NicoK commented on a change in pull request #8888: [FLINK-12983][metrics]
replace descriptive histogram's storage back-end
URL: https://github.com/apache/flink/pull/8888#discussion_r315374624
##########
File path:
flink-runtime/src/main/java/org/apache/flink/runtime/metrics/DescriptiveStatisticsHistogram.java
##########
@@ -27,27 +27,63 @@
*/
public class DescriptiveStatisticsHistogram implements
org.apache.flink.metrics.Histogram {
- private final DescriptiveStatistics descriptiveStatistics;
-
- private long elementsSeen = 0L;
+ private final CircularDoubleArray descriptiveStatistics;
public DescriptiveStatisticsHistogram(int windowSize) {
- this.descriptiveStatistics = new
DescriptiveStatistics(windowSize);
+ this.descriptiveStatistics = new
CircularDoubleArray(windowSize);
}
@Override
public void update(long value) {
- elementsSeen += 1L;
this.descriptiveStatistics.addValue(value);
}
@Override
public long getCount() {
- return this.elementsSeen;
+ return this.descriptiveStatistics.getElementsSeen();
}
@Override
public HistogramStatistics getStatistics() {
return new
DescriptiveStatisticsHistogramStatistics(this.descriptiveStatistics);
}
+
+ /**
+ * Fixed-size array that wraps around at the end and has a dynamic
start position.
+ */
+ static class CircularDoubleArray {
+ private final double[] backingArray;
+ private int nextPos = 0;
+ private boolean fullSize = false;
+ private long elementsSeen = 0;
+
+ CircularDoubleArray(int windowSize) {
+ this.backingArray = new double[windowSize];
+ }
+
+ synchronized void addValue(double value) {
+ backingArray[nextPos] = value;
+ ++elementsSeen;
+ ++nextPos;
+ if (nextPos == backingArray.length) {
+ nextPos = 0;
+ fullSize = true;
+ }
+ }
+
+ synchronized double[] toUnsortedArray() {
+ final int size = getSize();
+ double[] result = new double[size];
+ System.arraycopy(backingArray, 0, result, 0,
result.length);
Review comment:
`CircularDoubleArray` is a package-private class - I'm wondering who/which
component would require a sorted array then.

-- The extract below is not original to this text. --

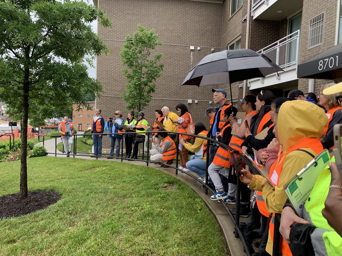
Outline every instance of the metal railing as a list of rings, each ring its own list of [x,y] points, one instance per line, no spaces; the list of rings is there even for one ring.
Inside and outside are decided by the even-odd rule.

This circular array has special
APIs (making clear that we return an unsorted array) and is only used by
`org.apache.flink.runtime.metrics.DescriptiveStatisticsHistogramStatistics.CommonMetricsSnapshot`
which does not require sorting. Whether sorting is required is basically
defined via
`org.apache.flink.runtime.metrics.DescriptiveStatisticsHistogramStatistics.CommonMetricsSnapshot`.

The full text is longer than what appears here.